Magnesium is the fourth most abundant element in the body after calcium, potassium and sodium, and plays many key roles in good health, including regulating blood sugar and blood pressure and building bones. But the researchers found that too much magnesium slows energy production in mitochondria, which are cells’ power plants.
“It puts the brake on, it just slows down,” said co-lead author Travis R. Madaris, doctoral student in the Muniswamy laboratory at UT Health San Antonio.
Deleting MRS2, a gene that promotes magnesium transport into the mitochondria, resulted in more efficient metabolism of sugar and fat in the power plants. The result: skinny, healthy mice.
Liver and adipose (fat) tissues in the rodents showed no evidence of fatty liver disease, a complication related to poor diet, obesity and type 2 diabetes.
The drug, which the researchers call CPACC, accomplishes the same thing. It restricts the amount of magnesium transfer into the power plants. In experiments, the result was again: skinny, healthy mice. UT Health San Antonio has filed a patent application on the drug.
The research team discovered the drug by first exploring how magnesium impacts metabolism, which is the production and consumption of energy in cells. Image is in the public domain
The mice served as a model system of long-term dietary stress precipitated by the calorie-rich, sugary and fatty Western diet. The familiar results of this stress are obesity, type 2 diabetes and cardiovascular complications.

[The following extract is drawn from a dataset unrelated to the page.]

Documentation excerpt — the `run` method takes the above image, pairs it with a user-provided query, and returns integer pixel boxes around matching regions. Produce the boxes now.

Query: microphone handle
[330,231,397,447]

“Lowering the mitochondrial magnesium mitigated the adverse effects of prolonged dietary stress,” said co-lead author Manigandan Venkatesan, PhD, postdoctoral fellow in the Muniswamy lab.
Joseph A. Baur, PhD, of the University of Pennsylvania and Justin J. Wilson, PhD, of Cornell are among the collaborators. “We came up with the small molecule and Justin synthesized it,” Madaris said.
“These findings are the result of several years of work,” Muniswamy said. “A drug that can reduce the risk of cardiometabolic diseases such as heart attack and stroke, and also reduce the incidence of liver cancer, which can follow fatty liver disease, will make a huge impact. We will continue its development.”
Funders of this project include the National Institutes of Health, the U.S. Department of Defense and the San Antonio Partnership for Precision Therapeutics.
Limiting Mrs2-dependent mitochondrialMg2+ uptake induces metabolic programming in prolonged dietary stress
- Mitochondrial Mg2+ channel Mrs2 rheostats MCU Ca2+ signals to maintain bioenergetic circuit
- DNL precursor and cellular Mg2+ chelator citrate curbs HIF1α signal and oxidative metabolism
- Lowering mMg2+ mitigates prolonged dietary-stress-induced obesity and metabolic syndrome
- Mrs2 channel blocker CPACC reduces lipid accumulation and promotes browning and weight loss
The most abundant cellular divalent cations, Mg2+ (mM) and Ca2+ (nM-μM), antagonistically regulate divergent metabolic pathways with several orders of magnitude affinity preference, but the physiological significance of this competition remains elusive.
In mice consuming a Western diet, genetic ablation of the mitochondrial Mg2+ channel Mrs2 prevents weight gain, enhances mitochondrial activity, decreases fat accumulation in the liver, and causes prominent browning of white adipose. Mrs2 deficiency restrains citrate efflux from the mitochondria, making it unavailable to support de novo lipogenesis.
As citrate is an endogenous Mg2+ chelator, this may represent an adaptive response to a perceived deficit of the cation.
Transcriptional profiling of liver and white adipose reveals higher expression of genes involved in glycolysis, β-oxidation, thermogenesis, and HIF-1α-targets, in Mrs2−/− mice that are further enhanced under Western-diet-associated metabolic stress. Thus, lowering mMg2+ promotes metabolism and dampens diet-induced obesity and metabolic syndrome.